You will have to indulge me with this post. I’m heading into the past.
My parents gave me a bag of notebooks, two bags in fact of notebooks. These notebooks contain the scribbles of my 14 to 18 year old self (I’m twenty two now) There is a lot of cringe here, thank you to my teachers who read this stuff, and said they liked it. There is also some nostalgia here. Take a grey notebook, entitled Kelly’s story.
I remember this notebook being the ideal size for me to carry around in my school blazer pocket, taking it out as and when inspiration struck me to write the story.
Tied in with these notebooks is my mental health problems. I literally put everything on these pages. Anything that was too much to handle in my head I made into a story, hence why every character I created had ‘issues’ The characters are also me in various guises. The angry person I was, the searching for belonging person I was, and the person I wanted to become.
Go back even further are my Doctor Who fan fiction stories. My handwriting appeared to be smaller than it is now, but no less messier. I was a Doctor Who nerd in my teenage years. I wrote a lot of fan fiction stories, which then seemed to morph into attempts of a historical story, involving the Tudors, and a murder mystery, which didn’t make the final page of the notebook. There is also a historical story set in 1950s America. No doubt this was inspired by the films I was watching, with Jimmy Dean, Marlon Brando, Cary Grant, and Humphrey Bogart. Again the dialogue cringe is strong here.
It makes me sad seeing these notebooks, because how can somebody with so much potential, so many interests, still slip through the cracks? I was like, and still am, a sponge of knowledge. I want to know everything. I squirrel away facts in my head for fun. I am now, at the age of twenty two, trying to find my way back into society from the wilderness. I guess that is the cruel nature of mental illness.

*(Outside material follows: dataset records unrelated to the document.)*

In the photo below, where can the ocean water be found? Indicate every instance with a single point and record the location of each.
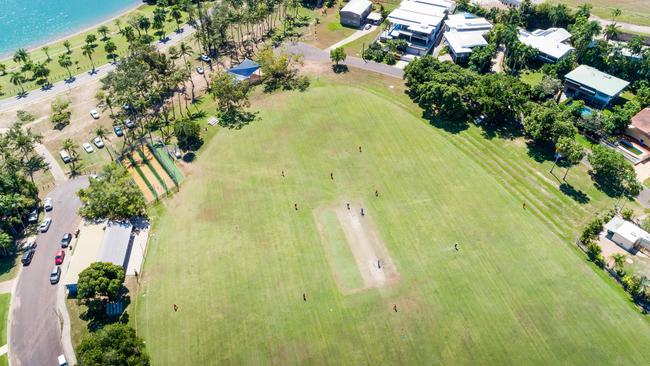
(30, 23)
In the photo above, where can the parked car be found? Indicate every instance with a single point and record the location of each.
(98, 142)
(88, 147)
(33, 216)
(62, 361)
(45, 225)
(55, 275)
(27, 256)
(48, 204)
(65, 241)
(64, 156)
(58, 258)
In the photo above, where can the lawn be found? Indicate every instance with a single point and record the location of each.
(632, 11)
(236, 257)
(81, 62)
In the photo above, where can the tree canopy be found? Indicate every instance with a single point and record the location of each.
(100, 279)
(116, 345)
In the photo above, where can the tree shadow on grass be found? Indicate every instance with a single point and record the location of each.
(453, 127)
(577, 195)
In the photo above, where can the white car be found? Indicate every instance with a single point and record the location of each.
(48, 204)
(98, 142)
(45, 225)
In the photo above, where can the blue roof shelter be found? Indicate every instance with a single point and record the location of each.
(244, 70)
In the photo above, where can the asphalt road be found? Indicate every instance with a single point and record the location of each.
(34, 326)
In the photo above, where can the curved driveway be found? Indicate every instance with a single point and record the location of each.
(34, 326)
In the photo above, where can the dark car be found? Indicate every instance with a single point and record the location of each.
(65, 241)
(55, 275)
(27, 257)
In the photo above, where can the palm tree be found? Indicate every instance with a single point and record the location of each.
(619, 261)
(67, 46)
(18, 78)
(88, 50)
(21, 56)
(103, 30)
(65, 61)
(144, 23)
(102, 133)
(46, 51)
(177, 15)
(611, 31)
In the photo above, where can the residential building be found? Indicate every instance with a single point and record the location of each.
(551, 43)
(98, 242)
(355, 12)
(593, 86)
(419, 23)
(627, 235)
(464, 32)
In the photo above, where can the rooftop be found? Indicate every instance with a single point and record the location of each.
(467, 22)
(597, 80)
(357, 6)
(642, 120)
(115, 243)
(549, 41)
(463, 42)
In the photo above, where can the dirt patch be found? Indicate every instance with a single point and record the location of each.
(369, 253)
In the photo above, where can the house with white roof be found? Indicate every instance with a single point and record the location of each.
(551, 43)
(464, 32)
(355, 12)
(593, 86)
(627, 235)
(418, 22)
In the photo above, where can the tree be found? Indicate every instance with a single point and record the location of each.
(613, 173)
(113, 196)
(66, 62)
(177, 15)
(338, 55)
(67, 46)
(60, 113)
(481, 58)
(188, 134)
(46, 51)
(18, 78)
(110, 49)
(103, 30)
(232, 99)
(100, 279)
(115, 344)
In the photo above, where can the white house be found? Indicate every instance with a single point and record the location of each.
(464, 32)
(551, 43)
(355, 12)
(627, 235)
(418, 22)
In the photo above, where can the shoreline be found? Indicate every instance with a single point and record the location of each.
(5, 57)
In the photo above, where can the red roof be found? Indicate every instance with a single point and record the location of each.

If it doesn’t kill you it leaves you at a serious disadvantage; affecting work, education, your social life.
I started to write poetry when I was 16. I hated it as a 15 year old for my GCSE’s. Who analyses poetry? You’re killing it by doing that. I never want to read The Lady of Shallot again. GCSE’s killed that one stone dead for me. I don’t mind talking, and trying to understand the poem, especially in context to the times it is written in, but analysing it to the very core? God, no. My poetry as a 16 year old was pretty typical stuff; writing about my depression, not fitting in, etc.
All in all, I am glad to see how my writing has matured, and become much more enjoyable to read without ridiculous need for hyperbole.
Thank you for reading my writing. Are there any facts, or figures, which you know, and would like to share? I am all ears.